PUMP: Estimating Power, Minimum Detectable Effect Size, and Sample Size When Adjusting for Multiple Outcomes in Multi-Level Experiments
Main Article Content
Abstract
For randomized controlled trials (RCTs) with a single intervention's impact being measured on multiple outcomes, researchers often apply a multiple testing procedure (such as Bonferroni or Benjamini-Hochberg) to adjust p values. Such an adjustment reduces the likelihood of spurious findings, but also changes the statistical power, sometimes substantially. A reduction in power means a reduction in the probability of detecting effects when they do exist. This consideration is frequently ignored in typical power analyses, as existing tools do not easily accommodate the use of multiple testing procedures. We introduce the PUMP (Power Under Multiplicity Project) R package as a tool for analysts to estimate statistical power, minimum detectable effect size, and sample size requirements for multi-level RCTs with multiple outcomes.

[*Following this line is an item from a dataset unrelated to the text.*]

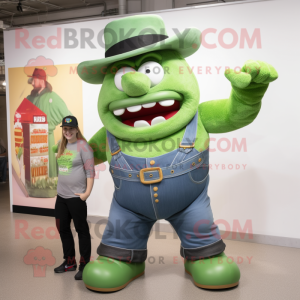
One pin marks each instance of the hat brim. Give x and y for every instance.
(92, 71)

PUMP uses a simulation-based approach to flexibly estimate power for a wide variety of experimental designs, number of outcomes, multiple testing procedures, and other user choices. By assuming linear mixed effects models, we can draw directly from the joint distribution of test statistics across outcomes and thus estimate power via simulation. One of PUMP's main innovations is accommodating multiple outcomes, which are accounted for in two ways. First, power estimates from PUMP properly account for the adjustment in p values from applying a multiple testing procedure. Second, when considering multiple outcomes rather than a single outcome, different definitions of statistical power emerge. PUMP allows researchers to consider a variety of definitions of power in order to choose the most appropriate types of power for the goals of their study. The package supports a variety of commonly used frequentist multi-level RCT designs and linear mixed effects models. In addition to the main functionality of estimating power, minimum detectable effect size, and sample size requirements, the package allows the user to easily explore sensitivity of these quantities to changes in underlying assumptions.